Compare Devices to Their Functionality
There is a thin line between monitoring devices and identifying any rogue device. For instance, a printer that acts as more of a data sharing device than a printer should raise some red flags for your IT department. As such, you should invest in network monitoring tools that allow both device identification and focusing on device behavior.
The monitoring tool you use should also only allow secure devices to access the network and should raise red flags when compromised devices try to access it. Ideally, this concentration on rogue users and devices will be pivotal in exercising some control on who and what is granted access to your network.
Keep IoT Devices Updated
In the world of IoT manufacturing, security is not a major concern. Most of these devices are simple, low powered and cheap, making it somewhat tough to integrate full-scale security into them. They may lack enough built-in security to run antiviruses as well as other malware detection software.

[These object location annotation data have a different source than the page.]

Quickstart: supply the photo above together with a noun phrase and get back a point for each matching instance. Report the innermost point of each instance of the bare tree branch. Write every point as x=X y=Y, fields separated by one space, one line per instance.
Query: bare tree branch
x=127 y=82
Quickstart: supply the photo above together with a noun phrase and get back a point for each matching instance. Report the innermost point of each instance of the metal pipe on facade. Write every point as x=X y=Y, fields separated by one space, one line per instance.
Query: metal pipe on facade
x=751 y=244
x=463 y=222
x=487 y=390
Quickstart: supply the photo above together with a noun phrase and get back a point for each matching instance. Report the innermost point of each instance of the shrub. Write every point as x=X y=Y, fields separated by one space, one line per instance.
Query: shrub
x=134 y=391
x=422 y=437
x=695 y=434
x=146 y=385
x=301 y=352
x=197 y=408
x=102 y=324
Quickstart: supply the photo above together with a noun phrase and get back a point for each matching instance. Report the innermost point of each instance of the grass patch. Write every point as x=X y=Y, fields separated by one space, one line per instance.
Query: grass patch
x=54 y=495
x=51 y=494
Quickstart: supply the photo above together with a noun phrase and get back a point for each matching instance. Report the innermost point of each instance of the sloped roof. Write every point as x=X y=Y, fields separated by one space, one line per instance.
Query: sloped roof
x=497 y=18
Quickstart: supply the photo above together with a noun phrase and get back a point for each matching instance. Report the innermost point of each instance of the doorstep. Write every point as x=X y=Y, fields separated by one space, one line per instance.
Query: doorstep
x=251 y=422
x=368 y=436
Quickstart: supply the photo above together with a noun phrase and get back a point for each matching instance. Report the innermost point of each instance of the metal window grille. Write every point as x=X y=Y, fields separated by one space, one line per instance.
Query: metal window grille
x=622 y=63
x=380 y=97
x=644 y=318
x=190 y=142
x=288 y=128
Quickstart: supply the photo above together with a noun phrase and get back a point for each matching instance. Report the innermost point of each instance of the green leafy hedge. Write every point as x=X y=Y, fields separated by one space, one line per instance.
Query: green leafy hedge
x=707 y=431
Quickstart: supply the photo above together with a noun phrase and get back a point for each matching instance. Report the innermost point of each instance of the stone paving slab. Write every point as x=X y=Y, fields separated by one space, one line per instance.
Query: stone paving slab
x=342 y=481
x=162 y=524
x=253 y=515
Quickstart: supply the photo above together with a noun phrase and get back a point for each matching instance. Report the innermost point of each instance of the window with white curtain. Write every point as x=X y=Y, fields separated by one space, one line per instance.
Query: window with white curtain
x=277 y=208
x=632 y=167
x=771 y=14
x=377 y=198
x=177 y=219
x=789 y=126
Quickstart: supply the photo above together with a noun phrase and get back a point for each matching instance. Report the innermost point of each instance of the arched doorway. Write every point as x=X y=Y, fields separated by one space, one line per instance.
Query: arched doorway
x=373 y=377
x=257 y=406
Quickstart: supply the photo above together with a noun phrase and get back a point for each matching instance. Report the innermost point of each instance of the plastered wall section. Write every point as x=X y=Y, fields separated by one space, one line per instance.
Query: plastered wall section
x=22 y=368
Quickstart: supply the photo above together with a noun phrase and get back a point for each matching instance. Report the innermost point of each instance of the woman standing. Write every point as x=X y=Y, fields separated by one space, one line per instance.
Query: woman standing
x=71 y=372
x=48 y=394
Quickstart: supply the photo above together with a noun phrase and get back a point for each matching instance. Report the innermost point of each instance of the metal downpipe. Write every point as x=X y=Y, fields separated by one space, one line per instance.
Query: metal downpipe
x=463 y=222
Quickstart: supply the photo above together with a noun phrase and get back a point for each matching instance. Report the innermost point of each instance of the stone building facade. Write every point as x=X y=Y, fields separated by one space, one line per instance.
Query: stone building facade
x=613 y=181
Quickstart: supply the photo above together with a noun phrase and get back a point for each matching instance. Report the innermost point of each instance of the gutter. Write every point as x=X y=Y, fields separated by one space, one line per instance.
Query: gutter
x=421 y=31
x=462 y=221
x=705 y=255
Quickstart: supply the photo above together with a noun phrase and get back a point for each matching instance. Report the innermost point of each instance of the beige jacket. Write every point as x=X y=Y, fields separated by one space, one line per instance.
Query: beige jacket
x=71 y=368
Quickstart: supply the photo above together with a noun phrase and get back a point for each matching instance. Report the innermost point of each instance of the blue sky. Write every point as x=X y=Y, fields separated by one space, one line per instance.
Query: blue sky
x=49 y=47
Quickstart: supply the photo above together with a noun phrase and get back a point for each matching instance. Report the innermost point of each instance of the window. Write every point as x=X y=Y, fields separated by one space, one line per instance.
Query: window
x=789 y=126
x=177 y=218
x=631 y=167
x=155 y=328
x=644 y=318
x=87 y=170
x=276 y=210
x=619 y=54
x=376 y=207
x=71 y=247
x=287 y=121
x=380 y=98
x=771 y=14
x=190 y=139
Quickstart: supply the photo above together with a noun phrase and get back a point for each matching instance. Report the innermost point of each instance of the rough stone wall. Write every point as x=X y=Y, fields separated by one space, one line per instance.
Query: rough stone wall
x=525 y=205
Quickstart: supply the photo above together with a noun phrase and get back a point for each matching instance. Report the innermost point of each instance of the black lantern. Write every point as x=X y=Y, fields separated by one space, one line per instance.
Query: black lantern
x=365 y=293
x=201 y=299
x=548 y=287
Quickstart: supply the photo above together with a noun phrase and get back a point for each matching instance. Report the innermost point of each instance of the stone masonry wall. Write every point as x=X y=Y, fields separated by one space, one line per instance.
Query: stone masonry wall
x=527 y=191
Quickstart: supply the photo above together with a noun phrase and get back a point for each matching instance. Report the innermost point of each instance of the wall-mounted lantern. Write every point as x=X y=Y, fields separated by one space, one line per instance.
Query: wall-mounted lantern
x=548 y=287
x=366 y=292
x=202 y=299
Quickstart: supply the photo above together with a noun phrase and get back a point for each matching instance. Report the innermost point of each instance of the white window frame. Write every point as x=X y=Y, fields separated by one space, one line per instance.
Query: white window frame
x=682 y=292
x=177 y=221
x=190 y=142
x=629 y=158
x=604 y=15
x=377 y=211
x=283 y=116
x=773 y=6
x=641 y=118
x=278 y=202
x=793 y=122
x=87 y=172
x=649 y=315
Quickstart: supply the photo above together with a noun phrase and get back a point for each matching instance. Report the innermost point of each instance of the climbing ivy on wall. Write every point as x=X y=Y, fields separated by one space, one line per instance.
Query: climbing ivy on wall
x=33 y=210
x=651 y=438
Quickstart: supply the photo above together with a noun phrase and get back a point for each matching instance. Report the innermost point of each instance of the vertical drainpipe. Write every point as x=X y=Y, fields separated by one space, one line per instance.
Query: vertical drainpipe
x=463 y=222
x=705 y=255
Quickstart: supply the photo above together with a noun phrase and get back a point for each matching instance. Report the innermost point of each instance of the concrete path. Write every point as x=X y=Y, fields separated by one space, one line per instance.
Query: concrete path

As such, the best way to stay away from IoT device vulnerabilities is to be on the lookout for vendor security patches. Have enough insight into the patch release dates of all vendors on your IoT environment and make the necessary updates when needed.
IoT has now gained traction in the business world, and is poised to make even larger waves as the years go by. The only way to survive the threat they pose is to keep their security in check. Consider the best practices for IoT we discussed in this article to limit the security risk that comes with IoT devices while embracing the opportunity they provide.